Commissioned for marimbist Eduardo Leandro and violinist Yeon-Su Kim, this duet for marimba and violin pays tribute to Saint Catherine, one of the most popular saints in the Middle Ages. Catherine’s Wheel quotes several pieces of music about St. Catherine, including Gregorian chant melodies, the hymn “Faith Of Our Fathers” and Gaude Virgo Katherina by 15th century English composer John Dunstable.
“Catherine’s Wheel” is a work that has many intriguing moments throughout its 15-minute length. Each moment feels like a snippet in time that exclusively calls your attention as if all the previous moments had never existed, making this piece an interesting addition to a repertoire steadily paved by the legacy of Marimolin.
“Catherine’s Wheel” is written for marimba and violin and requires considerable four-mallet technique as well as extended techniques for the violin. It is laid out as a through-composed work that explores timbre in drastic ways within the violin, but it is far more reserved in its timbrel approaches to the marimba sticking to normal play areas and sound production techniques.
Lansing D. McLoskey manages to integrate the violin and marimba quite successfully at the outset with the two instruments continuously at odds, often creating polyrhythmic and polytonal textures that are full of harmonic surprises. However, in measure 79 the piece shifts entirely in character to a haunting, modal, chant-like melody that contrasts significantly with the post-tonal introduction. While the latter half of the piece is attractive, the shift in complexity leaves the piece feeling slighty disjoined, which given its subject matter of St. Catherine — a 4th century Christian martyr who, acording to legend, was ordered to death by Maxentius on the breaking wheel, only to be blessed with the wheel’s self-destruction — may have been the intention.

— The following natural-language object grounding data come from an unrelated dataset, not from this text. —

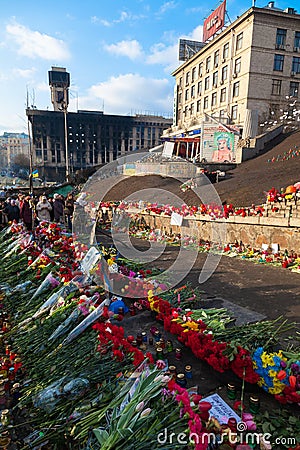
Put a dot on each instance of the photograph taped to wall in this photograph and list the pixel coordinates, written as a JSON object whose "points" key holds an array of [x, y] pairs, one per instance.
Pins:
{"points": [[224, 148]]}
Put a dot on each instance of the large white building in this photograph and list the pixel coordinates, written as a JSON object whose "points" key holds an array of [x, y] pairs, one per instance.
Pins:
{"points": [[247, 74]]}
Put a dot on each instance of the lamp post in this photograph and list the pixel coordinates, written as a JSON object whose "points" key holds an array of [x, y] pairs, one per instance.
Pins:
{"points": [[30, 160], [64, 107]]}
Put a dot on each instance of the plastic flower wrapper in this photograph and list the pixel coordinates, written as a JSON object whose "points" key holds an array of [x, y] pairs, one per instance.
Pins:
{"points": [[22, 287], [131, 418], [73, 317], [49, 283], [91, 318], [12, 248], [63, 292], [48, 398]]}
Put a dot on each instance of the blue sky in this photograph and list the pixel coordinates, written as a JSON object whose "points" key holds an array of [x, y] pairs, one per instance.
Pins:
{"points": [[120, 54]]}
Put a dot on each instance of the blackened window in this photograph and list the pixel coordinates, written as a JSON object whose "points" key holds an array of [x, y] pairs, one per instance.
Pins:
{"points": [[278, 62]]}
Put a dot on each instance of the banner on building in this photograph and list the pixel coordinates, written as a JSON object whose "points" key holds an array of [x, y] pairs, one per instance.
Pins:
{"points": [[219, 145], [168, 149], [214, 22]]}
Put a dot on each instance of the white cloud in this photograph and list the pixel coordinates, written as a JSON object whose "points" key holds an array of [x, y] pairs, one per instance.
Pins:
{"points": [[164, 55], [131, 49], [167, 6], [124, 16], [130, 93], [167, 55], [35, 44], [25, 73]]}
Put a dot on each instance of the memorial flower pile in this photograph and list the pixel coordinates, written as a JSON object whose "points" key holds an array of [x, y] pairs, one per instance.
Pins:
{"points": [[245, 349], [76, 375]]}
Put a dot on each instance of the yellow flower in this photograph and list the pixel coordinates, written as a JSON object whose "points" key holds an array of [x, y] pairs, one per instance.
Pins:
{"points": [[272, 373], [191, 325], [261, 382], [267, 360], [275, 391]]}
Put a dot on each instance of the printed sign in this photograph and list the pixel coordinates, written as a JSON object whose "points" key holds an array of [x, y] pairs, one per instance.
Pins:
{"points": [[220, 409], [214, 22], [176, 219]]}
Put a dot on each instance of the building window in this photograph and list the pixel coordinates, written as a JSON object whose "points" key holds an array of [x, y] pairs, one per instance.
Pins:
{"points": [[216, 58], [278, 62], [206, 83], [294, 89], [215, 79], [208, 61], [236, 89], [224, 73], [280, 38], [223, 95], [205, 103], [239, 41], [187, 78], [200, 73], [234, 110], [193, 74], [214, 99], [276, 87], [237, 65], [296, 64], [226, 51], [199, 91], [297, 40]]}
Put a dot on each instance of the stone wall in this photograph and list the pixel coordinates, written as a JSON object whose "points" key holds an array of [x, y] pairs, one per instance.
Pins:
{"points": [[252, 230]]}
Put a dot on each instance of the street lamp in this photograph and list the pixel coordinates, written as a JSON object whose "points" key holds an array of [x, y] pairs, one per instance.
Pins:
{"points": [[64, 107]]}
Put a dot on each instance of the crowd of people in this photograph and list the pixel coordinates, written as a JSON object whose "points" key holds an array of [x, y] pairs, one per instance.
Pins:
{"points": [[31, 210]]}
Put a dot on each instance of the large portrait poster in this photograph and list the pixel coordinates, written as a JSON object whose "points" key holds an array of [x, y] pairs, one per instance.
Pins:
{"points": [[224, 148]]}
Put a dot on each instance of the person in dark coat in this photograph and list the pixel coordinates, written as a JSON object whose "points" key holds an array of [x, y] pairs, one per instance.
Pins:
{"points": [[12, 211], [26, 212], [69, 209], [58, 208]]}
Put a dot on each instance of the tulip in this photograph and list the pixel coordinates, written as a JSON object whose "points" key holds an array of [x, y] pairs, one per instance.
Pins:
{"points": [[292, 381], [140, 406], [146, 412]]}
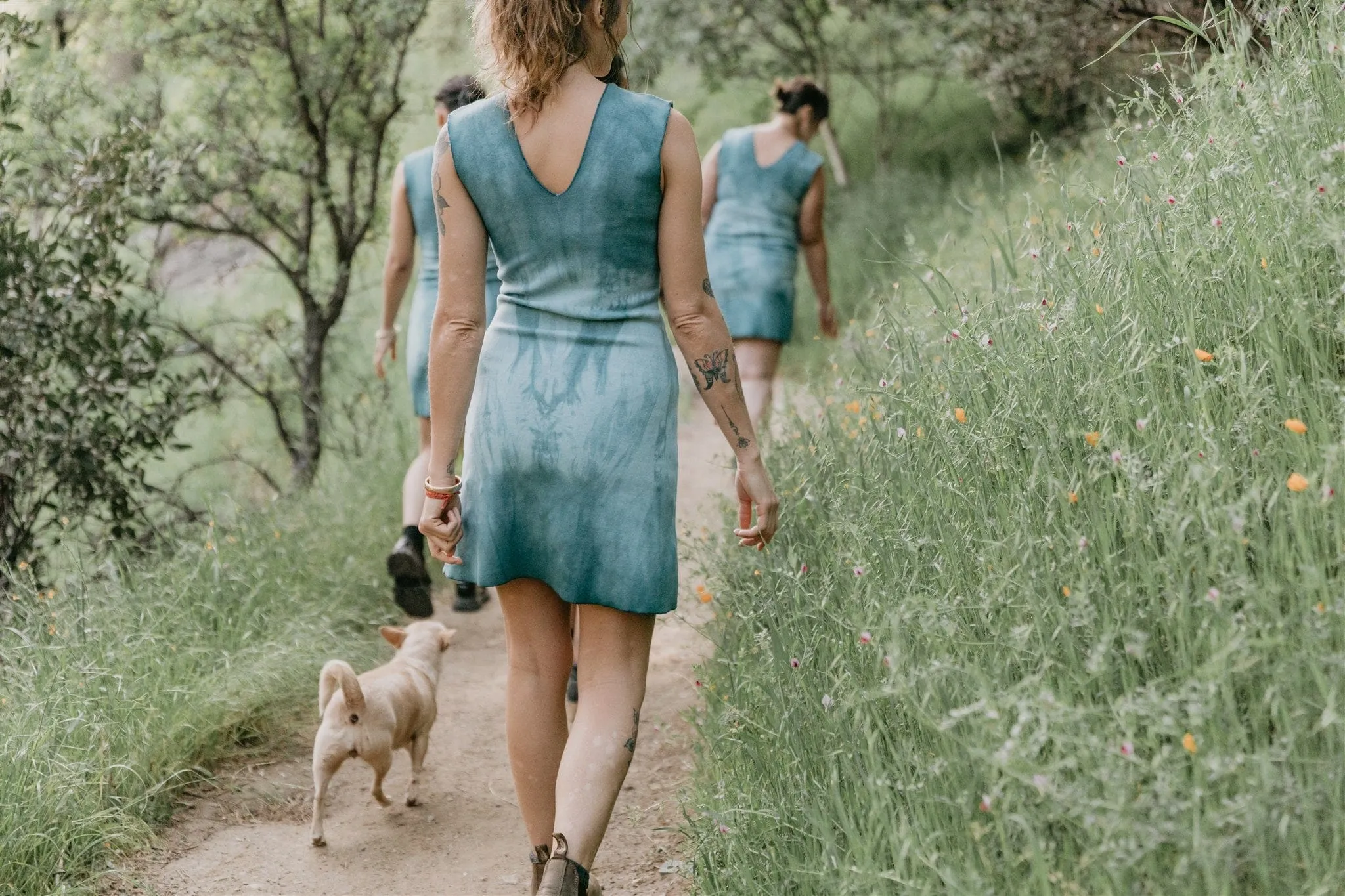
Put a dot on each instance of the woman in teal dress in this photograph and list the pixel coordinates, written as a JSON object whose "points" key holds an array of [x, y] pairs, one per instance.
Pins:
{"points": [[568, 402], [410, 222], [762, 199]]}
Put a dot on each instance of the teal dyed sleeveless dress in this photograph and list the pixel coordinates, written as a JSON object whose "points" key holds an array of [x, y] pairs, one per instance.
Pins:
{"points": [[571, 454], [752, 240], [420, 196]]}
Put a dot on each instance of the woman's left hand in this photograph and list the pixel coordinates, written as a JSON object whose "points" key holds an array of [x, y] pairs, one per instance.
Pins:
{"points": [[441, 524]]}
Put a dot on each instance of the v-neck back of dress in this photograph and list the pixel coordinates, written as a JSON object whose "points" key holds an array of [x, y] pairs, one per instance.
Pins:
{"points": [[590, 251], [579, 168]]}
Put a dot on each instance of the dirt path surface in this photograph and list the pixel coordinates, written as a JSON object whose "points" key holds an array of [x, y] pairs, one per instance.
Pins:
{"points": [[249, 832]]}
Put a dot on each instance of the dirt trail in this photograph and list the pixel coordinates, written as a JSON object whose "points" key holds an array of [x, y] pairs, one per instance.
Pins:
{"points": [[249, 834]]}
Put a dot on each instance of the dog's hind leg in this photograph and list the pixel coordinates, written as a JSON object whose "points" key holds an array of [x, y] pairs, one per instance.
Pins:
{"points": [[323, 770], [382, 762], [417, 748]]}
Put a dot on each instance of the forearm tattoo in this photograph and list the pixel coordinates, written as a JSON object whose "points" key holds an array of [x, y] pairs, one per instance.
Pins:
{"points": [[715, 367], [720, 367], [743, 442], [440, 203]]}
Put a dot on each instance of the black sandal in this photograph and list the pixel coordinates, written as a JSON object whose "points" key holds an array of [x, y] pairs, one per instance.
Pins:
{"points": [[563, 876]]}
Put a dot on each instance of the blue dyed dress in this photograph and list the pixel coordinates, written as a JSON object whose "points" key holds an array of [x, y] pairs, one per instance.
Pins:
{"points": [[752, 240], [420, 196], [571, 452]]}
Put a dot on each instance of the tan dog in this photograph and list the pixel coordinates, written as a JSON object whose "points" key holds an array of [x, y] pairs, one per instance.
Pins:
{"points": [[387, 708]]}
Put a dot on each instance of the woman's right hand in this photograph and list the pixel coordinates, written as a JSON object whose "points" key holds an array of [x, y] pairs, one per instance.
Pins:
{"points": [[757, 494], [441, 524], [385, 341]]}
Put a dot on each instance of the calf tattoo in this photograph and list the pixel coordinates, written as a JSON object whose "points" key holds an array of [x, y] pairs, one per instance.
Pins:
{"points": [[635, 733]]}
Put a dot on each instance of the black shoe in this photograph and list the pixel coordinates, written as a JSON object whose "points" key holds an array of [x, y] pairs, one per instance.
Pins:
{"points": [[470, 598], [410, 581]]}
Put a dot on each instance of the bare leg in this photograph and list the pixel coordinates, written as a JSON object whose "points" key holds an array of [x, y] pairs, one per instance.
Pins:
{"points": [[537, 633], [323, 770], [420, 743], [613, 660], [413, 484], [758, 362]]}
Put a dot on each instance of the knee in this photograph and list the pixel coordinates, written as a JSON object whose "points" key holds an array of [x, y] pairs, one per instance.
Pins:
{"points": [[541, 661]]}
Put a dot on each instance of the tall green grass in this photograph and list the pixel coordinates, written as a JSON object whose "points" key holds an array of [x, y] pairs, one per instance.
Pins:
{"points": [[127, 679], [1047, 616]]}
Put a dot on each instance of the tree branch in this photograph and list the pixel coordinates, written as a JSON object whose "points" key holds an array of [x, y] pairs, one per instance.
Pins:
{"points": [[267, 395]]}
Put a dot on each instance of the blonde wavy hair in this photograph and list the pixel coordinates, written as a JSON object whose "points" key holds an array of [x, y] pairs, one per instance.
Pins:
{"points": [[530, 43]]}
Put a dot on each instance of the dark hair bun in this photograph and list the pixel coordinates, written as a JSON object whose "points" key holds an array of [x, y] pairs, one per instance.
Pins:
{"points": [[459, 92], [797, 93]]}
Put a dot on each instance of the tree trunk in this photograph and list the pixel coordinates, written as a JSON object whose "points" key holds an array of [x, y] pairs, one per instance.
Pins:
{"points": [[309, 449]]}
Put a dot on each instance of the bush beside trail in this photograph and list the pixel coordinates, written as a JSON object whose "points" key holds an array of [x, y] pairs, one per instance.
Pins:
{"points": [[1059, 602], [121, 684]]}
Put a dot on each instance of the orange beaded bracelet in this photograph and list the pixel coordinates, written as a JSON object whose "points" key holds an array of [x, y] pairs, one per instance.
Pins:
{"points": [[443, 494]]}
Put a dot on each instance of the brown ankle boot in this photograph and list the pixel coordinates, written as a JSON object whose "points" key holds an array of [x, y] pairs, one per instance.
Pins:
{"points": [[562, 875], [539, 857]]}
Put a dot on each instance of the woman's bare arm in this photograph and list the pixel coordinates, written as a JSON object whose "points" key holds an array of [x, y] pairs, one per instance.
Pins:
{"points": [[455, 341], [814, 240], [709, 184], [699, 330], [397, 268]]}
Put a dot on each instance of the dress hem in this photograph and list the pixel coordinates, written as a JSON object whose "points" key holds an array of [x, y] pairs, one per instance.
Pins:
{"points": [[494, 582]]}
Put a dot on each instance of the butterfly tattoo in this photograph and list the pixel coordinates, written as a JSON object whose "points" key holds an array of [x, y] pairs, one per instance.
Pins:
{"points": [[715, 367]]}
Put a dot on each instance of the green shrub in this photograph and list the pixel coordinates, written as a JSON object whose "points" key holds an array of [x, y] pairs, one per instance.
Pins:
{"points": [[1047, 616], [124, 683]]}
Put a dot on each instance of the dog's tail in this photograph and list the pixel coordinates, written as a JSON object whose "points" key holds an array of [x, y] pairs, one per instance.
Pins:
{"points": [[338, 673]]}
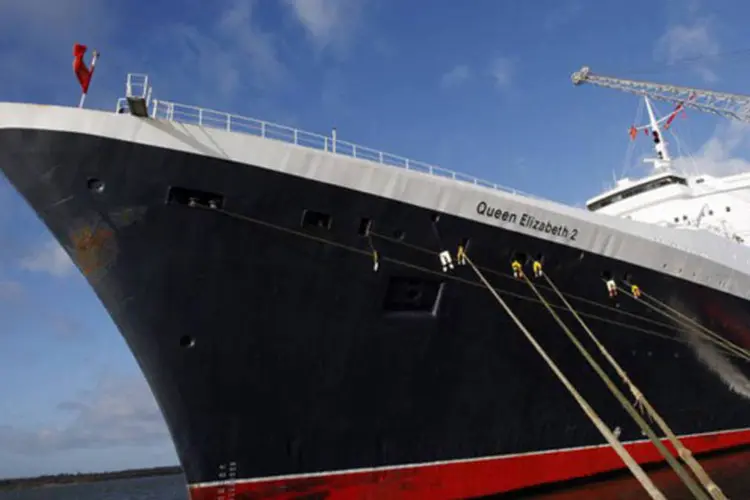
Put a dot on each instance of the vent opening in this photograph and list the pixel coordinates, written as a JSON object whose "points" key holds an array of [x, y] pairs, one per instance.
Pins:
{"points": [[406, 294], [193, 197]]}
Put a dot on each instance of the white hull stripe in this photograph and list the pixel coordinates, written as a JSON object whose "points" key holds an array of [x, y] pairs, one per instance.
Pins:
{"points": [[212, 484], [697, 256]]}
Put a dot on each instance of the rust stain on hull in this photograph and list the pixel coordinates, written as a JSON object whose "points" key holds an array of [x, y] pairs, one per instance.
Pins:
{"points": [[94, 248]]}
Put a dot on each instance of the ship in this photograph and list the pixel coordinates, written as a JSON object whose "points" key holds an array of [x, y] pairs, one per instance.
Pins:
{"points": [[317, 319]]}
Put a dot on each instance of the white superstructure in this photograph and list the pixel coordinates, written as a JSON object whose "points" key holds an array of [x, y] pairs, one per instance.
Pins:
{"points": [[668, 197]]}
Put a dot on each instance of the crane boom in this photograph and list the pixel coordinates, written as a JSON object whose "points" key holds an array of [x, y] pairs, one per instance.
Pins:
{"points": [[732, 106]]}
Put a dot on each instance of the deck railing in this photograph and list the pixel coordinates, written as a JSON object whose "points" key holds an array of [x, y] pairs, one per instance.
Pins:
{"points": [[193, 115]]}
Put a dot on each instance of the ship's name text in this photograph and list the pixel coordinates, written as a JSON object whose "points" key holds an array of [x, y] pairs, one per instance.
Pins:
{"points": [[527, 220]]}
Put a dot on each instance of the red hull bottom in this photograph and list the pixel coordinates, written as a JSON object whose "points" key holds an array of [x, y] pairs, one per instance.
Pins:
{"points": [[460, 479]]}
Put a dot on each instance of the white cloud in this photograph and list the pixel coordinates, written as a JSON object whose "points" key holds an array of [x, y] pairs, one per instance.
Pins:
{"points": [[328, 23], [722, 154], [231, 54], [456, 76], [692, 44], [118, 412], [502, 70], [50, 258]]}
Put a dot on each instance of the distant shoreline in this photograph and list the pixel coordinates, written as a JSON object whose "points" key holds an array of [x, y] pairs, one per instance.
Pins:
{"points": [[84, 477]]}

Despite its unique structure, “Catherine’s Wheel” is a promising work from an established composer whose works have received international renown, adding a needed work to the mixed-instrumentation repertoire for percussion. As a lengthy work for mixed instrumentation, this piece would be appropriate for a graduate student or professional performer as a unique complement to a recital or concert looking for a work that may push the audience, but at the same time leave them with a modal ending that is relatively accesible. There are many technical sections that would prove interesting to approach, including the abundance of polyphony within the marimba part, at times implied, but during the latter half of the pice there is true polyphony with two simultaneous independent lines, which would prove a worthy challenge.